This week your basket contains: carrots, winter squash (full shares), spaghetti squash (half shares), onions, parsnips, potatoes, cabbage, celeriac, Brussels sprouts, and leeks
Parsnips, a wonderful root vegetable, are used in many of the same ways as carrots. Roasting them brings out their sweet, earthy flavor. We chop them into slices and put them around a roasting chicken with small potatoes, carrots and onions. Baste them as you would the chicken. They can also be boiled and mashed with potatoes. This recipe makes use of two wonderful pairings; parsnips and lamb and parsnips and apple.
LAMB CHOPS WITH PARSNIPS
2 1/2 tablespoons extra-virgin olive oil
4 medium parsnips (about 1 pound), peeled and sliced 1/3 inch thick
3/4 cup frozen apple juice concentrate (6 ounces), thawed
Zest and juice from 1 lemon
2 tablespoons drained prepared horseradish
Salt and freshly ground pepper
8 lamb loin chops, 1 inch thick (2 1/2 pounds)
In a large skillet, heat 2 tablespoons of the olive oil until shimmering. Add the parsnips and cook over moderately high heat, turning once, until golden and tender, 6 to 7 minutes. Transfer the parsnips to a plate. Add the apple concentrate to the skillet and boil until syrupy and reduced to 1/4 cup, about 8 minutes. Add the lemon zest and juice, the parsnips and 1 tablespoon of the horseradish. Season with salt and pepper and keep warm. Meanwhile, in another large skillet, heat the remaining 1/2 tablespoon of olive oil until shimmering. Season the lamb chops with salt and pepper, add them to the pan and cook over high heat, turning once, until the meat is cooked but still pink throughout, about 7 minutes. Transfer the lamb and parsnips to plates. Spoon the sauce over the lamb, top the chops with the remaining 1 tablespoon of horseradish and serve.
Having skipped deliveries recently, we need to be sending you cabbage each week. This recipe uses long cooking times to caramelize the cabbage and add a beautiful flavor you don’t get with other cooking methods. It is a great way to make use of a lot of cabbage.
BUTTERED SMOTHERED CABBAGE
1 small cabbage
2 Tbs. ghee or light veg. Oil
1 ½ tsp. cumin seeds
¼ tsp. asafetida (optional)
¼ tsp turmeric
1 Tbs. Finely chopped fresh ginger
1 cup chopped tomato
2 green chilies, minced or ¼ tsp. red pepper
2 tsp. kosher salt
1-2 Tbs. chopped cilantro
Cut the cabbage into quarters, remove core and shred into ¼ inch thick shreds. Heat ghee or oil over medium high heat in a large heavy bottomed pan. When the ghee is hot, add cumin. When cumin turns dark brown (10-15 seconds), add ground asafetida and immediately add cabbage. Sprinkle turmeric over cabbage and sauté, turning and tossing rapidly, until cabbage is wilted (5 minutes). Add ginger, tomato, and chilies and continue cooking for an additional 5 minutes. Add salt and 1 cup of hot water. Reduce heat to medium low and cook the cabbage, covered until it is tender and the water is absorbed (20 minutes). Check and stir often while it is cooking to prevent burning. Fold in cilantro, check for salt and serve.
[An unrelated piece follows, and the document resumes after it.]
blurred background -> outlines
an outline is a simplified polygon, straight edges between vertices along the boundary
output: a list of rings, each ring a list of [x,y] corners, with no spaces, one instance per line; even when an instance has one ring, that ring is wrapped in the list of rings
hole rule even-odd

Half share baskets have spaghetti squash this week. We gave preparation tips in the note for the week of September 27th (you can find it on our web site). This recipe is easy and very tasty.
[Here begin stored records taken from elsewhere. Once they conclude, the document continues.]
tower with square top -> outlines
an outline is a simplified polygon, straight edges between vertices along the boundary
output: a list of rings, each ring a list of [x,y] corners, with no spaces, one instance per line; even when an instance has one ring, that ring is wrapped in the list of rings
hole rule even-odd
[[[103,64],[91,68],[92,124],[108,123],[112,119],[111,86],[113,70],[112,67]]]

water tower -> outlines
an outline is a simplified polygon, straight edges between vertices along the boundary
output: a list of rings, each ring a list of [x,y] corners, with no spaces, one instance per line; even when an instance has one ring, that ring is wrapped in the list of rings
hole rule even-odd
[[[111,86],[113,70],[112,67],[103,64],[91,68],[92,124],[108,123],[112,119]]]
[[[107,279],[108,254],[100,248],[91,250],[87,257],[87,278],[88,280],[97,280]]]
ORIENTAL SPAGHETTI SQUASH SALAD
Flesh of one cooked spaghetti squash
1 small onion, diced
2 cloves garlic
4 Tbs toasted sesame seeds
2 Tbs lemon juice
1 Tbs grated ginger
4 Tbs soy sauce
3 Tbs rice vinegar
1/4 cup veg. or sesame oil
hot pepper oil (optional)
Whisk together oil, lemon juice, ginger, soy sauce, vinegar, garlic and hot pepper to taste. Stir in onions and sesame seeds. Pour dressing over spaghetti squash, mix gently and serve. This can be served as a warm salad, or refrigerated over night to allow greater melding of the flavors and served cold.